Essa era minha sexta-feira, às vezes muito agitada, e outras bem tranquilas. Nunca eram sexta feiras iguais. Normais eu diria, mas nunca vazias. Gostávamos das mesmas coisas e curtíamos nossa vida assim, desse jeito. Um respeitava a vontade do outro, com cada um sempre cedendo para ver o outro feliz. Claro que não foi sempre assim, não foi de uma hora para outra, fomos aprendendo com o passar do tempo, aprendemos a respeitar um ao outro, a perdoar, a ser companheiro, entre tantas outras coisas, mas o mais importante fator de equilíbrio no nosso relacionamento sempre foi o amor. Quando amamos a pessoa que esta ao nosso lado, só nos importamos em viver o presente de forma serena e segura. Por isso as sextas feiras não tem mais sentido para mim, se tornou apenas mais um dia da semana e não mais aquele dia em que se abria num leque de possibilidades.
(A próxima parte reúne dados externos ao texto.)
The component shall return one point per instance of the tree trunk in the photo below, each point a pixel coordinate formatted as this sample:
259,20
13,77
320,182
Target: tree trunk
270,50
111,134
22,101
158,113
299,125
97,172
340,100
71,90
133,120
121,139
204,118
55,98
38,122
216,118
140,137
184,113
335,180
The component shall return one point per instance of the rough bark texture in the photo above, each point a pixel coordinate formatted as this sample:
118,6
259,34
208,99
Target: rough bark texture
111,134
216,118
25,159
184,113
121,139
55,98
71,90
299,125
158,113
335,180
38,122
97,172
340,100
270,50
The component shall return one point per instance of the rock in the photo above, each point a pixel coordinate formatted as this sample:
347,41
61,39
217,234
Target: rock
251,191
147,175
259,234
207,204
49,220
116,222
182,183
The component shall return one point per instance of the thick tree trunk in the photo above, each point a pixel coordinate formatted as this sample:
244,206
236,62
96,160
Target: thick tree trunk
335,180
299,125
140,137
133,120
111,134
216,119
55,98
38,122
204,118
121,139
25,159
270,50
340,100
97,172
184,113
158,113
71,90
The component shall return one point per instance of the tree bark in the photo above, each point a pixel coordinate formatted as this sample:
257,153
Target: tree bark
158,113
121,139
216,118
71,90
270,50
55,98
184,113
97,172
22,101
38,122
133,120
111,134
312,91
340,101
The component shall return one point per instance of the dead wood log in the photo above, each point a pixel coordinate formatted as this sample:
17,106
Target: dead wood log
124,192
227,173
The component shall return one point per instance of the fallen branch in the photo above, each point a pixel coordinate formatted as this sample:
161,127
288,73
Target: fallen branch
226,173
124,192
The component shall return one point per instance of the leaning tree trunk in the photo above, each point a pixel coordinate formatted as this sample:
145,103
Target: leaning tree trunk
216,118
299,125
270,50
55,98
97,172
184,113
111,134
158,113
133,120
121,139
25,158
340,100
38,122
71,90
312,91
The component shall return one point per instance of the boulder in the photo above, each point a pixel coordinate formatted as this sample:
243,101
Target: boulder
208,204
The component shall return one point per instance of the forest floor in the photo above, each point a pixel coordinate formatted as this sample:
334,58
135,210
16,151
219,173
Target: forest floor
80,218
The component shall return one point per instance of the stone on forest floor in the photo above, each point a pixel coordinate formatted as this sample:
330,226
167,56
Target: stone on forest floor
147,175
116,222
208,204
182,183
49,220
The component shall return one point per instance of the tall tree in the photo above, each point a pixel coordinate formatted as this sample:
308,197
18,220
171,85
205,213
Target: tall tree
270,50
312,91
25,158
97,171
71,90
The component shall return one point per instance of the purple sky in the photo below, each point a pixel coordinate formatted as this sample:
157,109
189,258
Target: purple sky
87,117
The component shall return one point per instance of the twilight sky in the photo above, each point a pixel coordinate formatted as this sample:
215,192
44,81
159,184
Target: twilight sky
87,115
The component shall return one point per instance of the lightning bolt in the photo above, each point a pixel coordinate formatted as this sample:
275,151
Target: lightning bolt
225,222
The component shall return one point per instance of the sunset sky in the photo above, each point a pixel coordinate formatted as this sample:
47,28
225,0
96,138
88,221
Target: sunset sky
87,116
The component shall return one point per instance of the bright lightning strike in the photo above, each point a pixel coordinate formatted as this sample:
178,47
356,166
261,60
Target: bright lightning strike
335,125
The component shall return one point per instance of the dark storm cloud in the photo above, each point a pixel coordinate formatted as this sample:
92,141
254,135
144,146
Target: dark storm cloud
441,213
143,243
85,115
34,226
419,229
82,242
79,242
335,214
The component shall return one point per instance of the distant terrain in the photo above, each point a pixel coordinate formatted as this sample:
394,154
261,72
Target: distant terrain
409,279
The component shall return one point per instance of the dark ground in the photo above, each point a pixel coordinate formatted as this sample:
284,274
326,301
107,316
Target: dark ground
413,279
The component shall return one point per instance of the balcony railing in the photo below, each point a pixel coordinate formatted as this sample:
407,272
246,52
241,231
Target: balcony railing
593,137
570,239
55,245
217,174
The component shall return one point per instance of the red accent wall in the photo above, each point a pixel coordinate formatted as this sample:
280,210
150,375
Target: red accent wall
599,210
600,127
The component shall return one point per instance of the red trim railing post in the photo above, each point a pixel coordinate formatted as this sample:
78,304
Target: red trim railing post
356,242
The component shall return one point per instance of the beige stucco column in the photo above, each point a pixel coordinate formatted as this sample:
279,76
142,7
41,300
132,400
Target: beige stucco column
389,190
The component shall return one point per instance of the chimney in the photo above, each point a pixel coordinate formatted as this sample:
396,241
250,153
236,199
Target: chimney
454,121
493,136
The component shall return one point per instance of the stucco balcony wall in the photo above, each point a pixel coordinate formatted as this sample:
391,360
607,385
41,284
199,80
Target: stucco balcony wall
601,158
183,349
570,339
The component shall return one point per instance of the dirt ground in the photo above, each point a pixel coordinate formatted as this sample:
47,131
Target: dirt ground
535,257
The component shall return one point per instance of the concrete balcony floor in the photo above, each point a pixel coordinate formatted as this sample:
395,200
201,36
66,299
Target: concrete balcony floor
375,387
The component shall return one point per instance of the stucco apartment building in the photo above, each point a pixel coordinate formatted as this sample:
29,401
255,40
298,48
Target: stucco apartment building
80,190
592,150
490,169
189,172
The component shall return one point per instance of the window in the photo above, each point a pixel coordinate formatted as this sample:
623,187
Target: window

Um dia que nós dois mergulhávamos na vida de peito aberto, buscando ser feliz em tudo que nos era prazeroso, desde simples momentos de andar pela Cinelândia como ficar surdo pela bateria de uma escola de samba. De se emocionar com um filme no cinema, de rir numa peça de teatro ou dançar num grande show. Vivemos tudo que tivemos vontade e sempre juntos, um estimulando o outro. O NÃO nunca existiu quando se tratava de um bom divertimento juntos, não havia nem tempo, nem hora.